Abstract
Polycystic ovary syndrome (PCOS) is a widely occurring metabolic disorder causing infertility in 70%–80% of the affected women. Saraca asoca, an ancient medicinal herb, has been shown to have therapeutic effects against infertility and hormonal imbalance in women. This study was aimed to identify new aromatase inhibitors from S. asoca as an alternative to the commercially available ones via in silico and in vivo approaches. For this, 10 previously reported flavonoids from S. asoca were chosen and the pharmacodynamic and pharmacokinetic properties were predicted using tools like Autodock Vina, GROMACS, Gaussian and ADMETLab. Of the 10, procyanidin B2 and luteolin showed better interaction with higher binding energy when docked against aromatase (3S79) as compared to the commercial inhibitor letrozole. These two compounds showed higher stability in molecular dynamic simulations performed for 100 ns. Molecular mechanics Poisson–Boltzmann surface analysis indicated that these compounds have binding free energy similar to the commercial inhibitor, highlighting their great affinity for aromatase. Density functional theory analysis revealed that both compounds have a good energy gap, and ADMET prediction exhibited the drug-likeness of the two compounds. A dose-dependent administration of these two compounds on zebrafish revealed that both the compounds, at a lower concentration of 50 µg/ml, significantly reduced the aromatase concentration in the ovarian tissues as compared to the untreated control. Collectively, the in silico and in vivo findings recommend that procyanidin B2 and luteolin could be used as potential aromatase inhibitors for overcoming infertility in PCOS patients with estrogen dominance.

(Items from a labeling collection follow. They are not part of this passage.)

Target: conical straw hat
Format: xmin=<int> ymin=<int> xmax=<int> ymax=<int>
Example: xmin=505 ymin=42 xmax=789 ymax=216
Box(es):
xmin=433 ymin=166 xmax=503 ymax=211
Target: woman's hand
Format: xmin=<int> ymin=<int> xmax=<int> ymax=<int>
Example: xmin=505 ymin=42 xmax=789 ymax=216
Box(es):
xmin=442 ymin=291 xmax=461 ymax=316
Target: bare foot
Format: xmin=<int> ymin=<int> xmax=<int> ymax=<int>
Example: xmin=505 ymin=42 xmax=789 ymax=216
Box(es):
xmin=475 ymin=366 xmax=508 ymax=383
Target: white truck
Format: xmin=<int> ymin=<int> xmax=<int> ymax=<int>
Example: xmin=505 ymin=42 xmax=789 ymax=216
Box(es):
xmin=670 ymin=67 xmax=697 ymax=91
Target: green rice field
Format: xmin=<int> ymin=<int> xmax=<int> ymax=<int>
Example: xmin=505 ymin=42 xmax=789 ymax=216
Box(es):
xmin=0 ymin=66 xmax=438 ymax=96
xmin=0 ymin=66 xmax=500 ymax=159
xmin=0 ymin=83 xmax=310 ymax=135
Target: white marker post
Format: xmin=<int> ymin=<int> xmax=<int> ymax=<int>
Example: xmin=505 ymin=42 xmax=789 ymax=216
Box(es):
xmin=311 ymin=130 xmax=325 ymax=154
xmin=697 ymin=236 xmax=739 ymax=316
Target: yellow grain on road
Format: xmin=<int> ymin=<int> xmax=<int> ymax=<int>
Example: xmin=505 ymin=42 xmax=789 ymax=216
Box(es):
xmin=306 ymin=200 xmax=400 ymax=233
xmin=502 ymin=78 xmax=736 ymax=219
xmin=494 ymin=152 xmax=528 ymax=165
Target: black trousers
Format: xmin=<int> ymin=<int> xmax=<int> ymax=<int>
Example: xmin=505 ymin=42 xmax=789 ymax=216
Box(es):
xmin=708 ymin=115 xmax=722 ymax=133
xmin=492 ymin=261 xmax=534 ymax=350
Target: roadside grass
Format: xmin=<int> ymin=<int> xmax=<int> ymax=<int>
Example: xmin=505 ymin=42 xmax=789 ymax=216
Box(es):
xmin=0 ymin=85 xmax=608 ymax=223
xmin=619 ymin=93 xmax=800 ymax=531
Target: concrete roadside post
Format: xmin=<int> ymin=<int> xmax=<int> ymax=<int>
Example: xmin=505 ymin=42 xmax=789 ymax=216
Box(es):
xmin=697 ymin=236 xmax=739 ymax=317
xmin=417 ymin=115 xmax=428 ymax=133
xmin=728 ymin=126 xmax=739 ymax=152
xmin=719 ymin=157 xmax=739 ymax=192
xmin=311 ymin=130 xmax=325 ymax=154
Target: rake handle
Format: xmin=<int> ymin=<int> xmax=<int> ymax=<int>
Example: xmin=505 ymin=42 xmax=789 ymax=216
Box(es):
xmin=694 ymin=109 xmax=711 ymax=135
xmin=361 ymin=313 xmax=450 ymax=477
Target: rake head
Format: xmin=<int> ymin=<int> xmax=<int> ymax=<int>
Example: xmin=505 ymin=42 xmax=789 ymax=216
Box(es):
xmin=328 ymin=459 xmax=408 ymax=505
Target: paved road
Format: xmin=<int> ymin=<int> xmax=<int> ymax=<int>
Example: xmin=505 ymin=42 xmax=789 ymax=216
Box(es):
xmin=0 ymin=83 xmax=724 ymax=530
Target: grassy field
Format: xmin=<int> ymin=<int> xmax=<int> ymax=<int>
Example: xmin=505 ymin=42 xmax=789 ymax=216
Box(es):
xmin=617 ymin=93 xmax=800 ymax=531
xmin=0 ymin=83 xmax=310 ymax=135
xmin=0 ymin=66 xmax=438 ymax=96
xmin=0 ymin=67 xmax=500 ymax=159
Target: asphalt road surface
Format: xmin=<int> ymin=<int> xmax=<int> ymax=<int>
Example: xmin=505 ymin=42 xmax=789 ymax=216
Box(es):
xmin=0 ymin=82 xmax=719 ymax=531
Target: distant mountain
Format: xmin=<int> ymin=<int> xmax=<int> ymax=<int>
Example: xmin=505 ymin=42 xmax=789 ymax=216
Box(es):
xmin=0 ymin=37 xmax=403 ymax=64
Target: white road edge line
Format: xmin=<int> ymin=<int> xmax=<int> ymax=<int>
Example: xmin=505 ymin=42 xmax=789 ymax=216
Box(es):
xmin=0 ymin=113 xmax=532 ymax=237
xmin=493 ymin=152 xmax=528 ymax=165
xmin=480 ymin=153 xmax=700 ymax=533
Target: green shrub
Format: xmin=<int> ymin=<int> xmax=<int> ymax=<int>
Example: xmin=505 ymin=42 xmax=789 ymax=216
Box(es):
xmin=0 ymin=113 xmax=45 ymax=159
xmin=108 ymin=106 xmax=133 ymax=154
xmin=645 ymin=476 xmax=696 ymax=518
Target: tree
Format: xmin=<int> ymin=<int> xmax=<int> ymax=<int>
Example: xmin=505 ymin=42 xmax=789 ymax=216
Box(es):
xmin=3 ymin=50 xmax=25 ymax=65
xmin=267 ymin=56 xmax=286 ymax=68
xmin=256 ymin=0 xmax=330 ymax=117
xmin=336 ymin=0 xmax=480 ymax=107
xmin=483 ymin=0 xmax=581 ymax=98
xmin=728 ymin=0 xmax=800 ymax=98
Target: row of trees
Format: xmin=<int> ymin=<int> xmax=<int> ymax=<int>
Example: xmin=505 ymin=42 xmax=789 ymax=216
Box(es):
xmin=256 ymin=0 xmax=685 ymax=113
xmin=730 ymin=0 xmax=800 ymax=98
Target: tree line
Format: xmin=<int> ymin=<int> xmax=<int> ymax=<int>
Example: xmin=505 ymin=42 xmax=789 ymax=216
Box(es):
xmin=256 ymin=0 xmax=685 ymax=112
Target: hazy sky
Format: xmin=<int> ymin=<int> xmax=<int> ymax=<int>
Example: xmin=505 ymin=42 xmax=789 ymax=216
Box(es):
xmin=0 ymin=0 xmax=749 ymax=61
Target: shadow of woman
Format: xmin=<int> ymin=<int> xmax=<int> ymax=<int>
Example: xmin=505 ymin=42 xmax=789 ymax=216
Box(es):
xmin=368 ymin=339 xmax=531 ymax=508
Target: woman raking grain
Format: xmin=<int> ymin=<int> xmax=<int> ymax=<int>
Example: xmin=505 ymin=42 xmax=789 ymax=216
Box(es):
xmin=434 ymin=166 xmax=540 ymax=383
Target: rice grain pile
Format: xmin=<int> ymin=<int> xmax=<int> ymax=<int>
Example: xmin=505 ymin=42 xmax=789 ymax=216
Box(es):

Communicated by Ramaswamy H. Sarma
Acknowledgements
All the authors thank the High-Performance Computing Centre, SRM Institute of Science and Technology, for providing the computational facility. The authors are grateful to Dr. Thirumurthy Madhavan, Associate Professor, Department of Genetic Engineering, SRMIST, an expert in Bioinformatics, for his valuable suggestions in revising the manuscript.
Disclosure statement
No potential conflict of interest was reported by the author(s).
Ethics approval
This study was approved by SRM Institute Ethical Committee (Clearance number: SAF/IAEC/280622/027) and has strictly followed the ethical principles of the SRM Institute of Science and Technology.